# Cat ceramic substrate breakdown?



## nalexandrov (Jun 12, 2011)

So its seems that this question doesn't have a definite answer, each person seems to do it differently.

My preferred method would be to grind the honeycombs/pellets to around .5mm give or take and boil in a strong solution of naoh or koh. Apparently this works well, to weaken the PMG from the substrate but has the unfortunate side effect of creating soluble hydroxides of the PMG, lowering yield. The patent I got this from (cant find it atm) mentioned that platinum hydroxide could be precipitated and the solution filtered and added to the material which did not dissolve. It did not go into details on how to precipitate it, I believe it might have mentioned electrolytic methods. Does anyone have success with this, preferably lowering the volume of material atleast 80% for further extracting?

HCL boils were mentioned but I believe PGM might go into solution a little bit and also someone mentioned the solution thickens making filtration hard. What do you guys think?
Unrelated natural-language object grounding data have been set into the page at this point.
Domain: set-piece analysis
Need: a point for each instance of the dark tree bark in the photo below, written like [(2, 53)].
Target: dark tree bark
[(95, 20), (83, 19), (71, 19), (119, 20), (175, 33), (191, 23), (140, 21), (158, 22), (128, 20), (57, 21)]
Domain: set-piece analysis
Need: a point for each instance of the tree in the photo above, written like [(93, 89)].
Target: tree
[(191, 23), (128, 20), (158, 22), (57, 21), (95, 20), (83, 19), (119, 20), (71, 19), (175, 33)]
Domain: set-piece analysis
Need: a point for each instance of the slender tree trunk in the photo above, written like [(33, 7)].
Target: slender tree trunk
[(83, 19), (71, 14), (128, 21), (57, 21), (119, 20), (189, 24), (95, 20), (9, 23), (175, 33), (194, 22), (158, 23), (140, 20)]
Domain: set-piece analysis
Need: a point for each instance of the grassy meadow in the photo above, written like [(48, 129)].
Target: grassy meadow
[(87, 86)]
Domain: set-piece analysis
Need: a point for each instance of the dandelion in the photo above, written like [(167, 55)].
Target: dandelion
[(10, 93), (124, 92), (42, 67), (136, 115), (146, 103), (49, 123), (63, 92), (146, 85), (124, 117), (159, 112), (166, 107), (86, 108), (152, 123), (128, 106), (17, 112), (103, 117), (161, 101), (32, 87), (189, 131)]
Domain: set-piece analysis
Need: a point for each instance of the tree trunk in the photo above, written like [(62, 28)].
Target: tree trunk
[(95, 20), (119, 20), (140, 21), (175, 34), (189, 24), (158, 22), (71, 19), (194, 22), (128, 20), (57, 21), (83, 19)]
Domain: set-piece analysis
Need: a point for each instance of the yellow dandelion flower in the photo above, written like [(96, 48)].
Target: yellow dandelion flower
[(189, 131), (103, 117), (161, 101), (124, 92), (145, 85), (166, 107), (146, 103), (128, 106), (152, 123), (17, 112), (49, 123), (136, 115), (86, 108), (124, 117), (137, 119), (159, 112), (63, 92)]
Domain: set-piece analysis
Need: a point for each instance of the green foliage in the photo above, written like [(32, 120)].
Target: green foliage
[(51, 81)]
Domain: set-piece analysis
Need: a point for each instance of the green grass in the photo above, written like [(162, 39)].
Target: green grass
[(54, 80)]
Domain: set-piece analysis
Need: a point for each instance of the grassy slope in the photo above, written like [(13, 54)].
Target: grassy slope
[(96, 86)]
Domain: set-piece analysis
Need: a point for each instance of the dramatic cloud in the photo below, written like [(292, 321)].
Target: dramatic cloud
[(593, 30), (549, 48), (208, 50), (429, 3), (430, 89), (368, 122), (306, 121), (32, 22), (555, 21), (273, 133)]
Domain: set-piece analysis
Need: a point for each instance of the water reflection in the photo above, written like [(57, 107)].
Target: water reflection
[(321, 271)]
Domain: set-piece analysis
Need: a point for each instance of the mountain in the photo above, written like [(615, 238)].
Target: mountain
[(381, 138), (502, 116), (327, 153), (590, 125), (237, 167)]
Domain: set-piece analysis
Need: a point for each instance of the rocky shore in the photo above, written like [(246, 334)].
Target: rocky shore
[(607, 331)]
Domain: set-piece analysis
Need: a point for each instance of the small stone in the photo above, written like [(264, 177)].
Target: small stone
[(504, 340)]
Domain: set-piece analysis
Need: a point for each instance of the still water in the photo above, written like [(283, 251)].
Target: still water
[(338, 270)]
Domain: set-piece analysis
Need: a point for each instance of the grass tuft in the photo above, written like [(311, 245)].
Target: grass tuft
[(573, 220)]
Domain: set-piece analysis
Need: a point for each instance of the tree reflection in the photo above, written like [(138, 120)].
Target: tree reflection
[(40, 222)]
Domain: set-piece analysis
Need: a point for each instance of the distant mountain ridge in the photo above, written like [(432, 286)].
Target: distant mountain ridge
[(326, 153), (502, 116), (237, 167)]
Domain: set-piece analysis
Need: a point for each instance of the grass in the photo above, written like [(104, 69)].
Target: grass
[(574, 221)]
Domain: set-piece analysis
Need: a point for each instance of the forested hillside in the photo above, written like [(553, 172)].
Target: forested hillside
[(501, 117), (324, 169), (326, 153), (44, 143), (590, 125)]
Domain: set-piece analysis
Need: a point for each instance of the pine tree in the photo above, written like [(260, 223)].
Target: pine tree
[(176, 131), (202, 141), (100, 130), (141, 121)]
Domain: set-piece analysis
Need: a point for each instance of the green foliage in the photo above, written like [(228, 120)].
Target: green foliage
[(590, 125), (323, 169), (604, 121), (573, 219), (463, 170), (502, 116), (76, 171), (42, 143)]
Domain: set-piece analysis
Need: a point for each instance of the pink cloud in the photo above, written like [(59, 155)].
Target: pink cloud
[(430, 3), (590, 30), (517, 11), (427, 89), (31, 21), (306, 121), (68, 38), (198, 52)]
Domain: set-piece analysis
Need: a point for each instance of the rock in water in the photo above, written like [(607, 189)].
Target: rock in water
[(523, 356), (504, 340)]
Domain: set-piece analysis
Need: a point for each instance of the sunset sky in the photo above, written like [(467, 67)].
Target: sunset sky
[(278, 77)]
What would you guys recommend for dissolving the majority of the substrate?


----------



## Oz (Jun 12, 2011)

nalexandrov said:


> What would you guys recommend for dissolving the majority of the substrate?


Answer; Don’t do it.

I have not heard of a good efficient process that approaches catalytic converter processing from the standpoint of dissolving the substrate away from the very finely divided values as a production process. I am open to being taught otherwise however.


----------